Tableau with Holes: Clarifying NP-Completeness

In the context of defining $\mathcal{NP}$-completeness, a tableau represents a hypothetical accepting computation path p of a nondeterministic polynomial time Turing machine N on an input w. The tableau is encoded by the propositional logic formula $\psi$, defined as $\psi ={\psi }_{cell}\wedge {\psi }_{rest}$. The component ${\psi }_{cell}$ enforces the constraint that each cell in the tableau contains exactly one symbol, while ${\psi }_{rest}$ incorporates constraints governing the step-by-step behavior of N on w. Intuitively, ${\psi }_{rest}$ appears to pose a much greater challenge for satisfiability. This raises the question of whether the distinction between ${\psi }_{cell}$ being a 3cnf formula, rather than a cheap 2cnf formula, actually matters. We show that if, hypothetically, ${\psi }_{rest}$ can be succinctly represented as a Horn formula, then satisfying $\psi$ can be achieved efficiently in $K^{f(n,k)}$ steps, where N operates within $O\left(n^k\right)$ steps and both k and K are constants. Asymptotically, $f(n,k)\approx n^{\frac{2}{3}k}$. Our method has the potential for iterative application. Technically, we trim ${\psi }_{cell}$ down to a 2cnf–Horn formula, whose satisfiability allows for empty cells, or “holes,” in the tableau.
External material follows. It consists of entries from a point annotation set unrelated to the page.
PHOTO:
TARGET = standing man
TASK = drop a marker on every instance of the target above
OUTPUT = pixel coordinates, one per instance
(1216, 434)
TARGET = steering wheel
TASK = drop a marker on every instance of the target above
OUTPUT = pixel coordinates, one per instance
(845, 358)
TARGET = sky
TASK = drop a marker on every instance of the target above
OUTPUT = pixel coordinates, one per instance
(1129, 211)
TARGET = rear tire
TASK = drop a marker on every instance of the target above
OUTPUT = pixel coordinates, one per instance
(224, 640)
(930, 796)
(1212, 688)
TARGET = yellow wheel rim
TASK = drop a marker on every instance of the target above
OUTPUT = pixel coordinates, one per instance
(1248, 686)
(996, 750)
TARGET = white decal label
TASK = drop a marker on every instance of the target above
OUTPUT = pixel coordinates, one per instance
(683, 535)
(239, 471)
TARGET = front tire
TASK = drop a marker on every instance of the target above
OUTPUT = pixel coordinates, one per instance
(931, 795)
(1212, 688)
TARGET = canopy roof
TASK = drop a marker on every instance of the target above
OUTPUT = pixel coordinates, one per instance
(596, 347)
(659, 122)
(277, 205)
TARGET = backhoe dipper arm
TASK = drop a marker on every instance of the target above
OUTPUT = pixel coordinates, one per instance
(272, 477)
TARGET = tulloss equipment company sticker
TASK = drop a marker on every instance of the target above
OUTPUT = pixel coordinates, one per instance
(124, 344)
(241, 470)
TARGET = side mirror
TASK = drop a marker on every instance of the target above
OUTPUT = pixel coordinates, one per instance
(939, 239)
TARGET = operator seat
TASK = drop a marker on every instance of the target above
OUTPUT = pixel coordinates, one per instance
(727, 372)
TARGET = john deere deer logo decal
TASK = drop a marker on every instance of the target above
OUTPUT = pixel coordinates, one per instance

This modified tableau represents exponentially many paths of N on w, rather than a single accepting path p. While a tableau with holes conceptualizes the satisfiability of ${\psi }_{trim}$—a trimmed-down version of $\psi$—it does not directly address the satisfiability of $\psi$. Therefore, we introduce an external user who efficiently employs backtracking to fill in specific holes, ultimately verifying the satisfiability of the original $\psi$.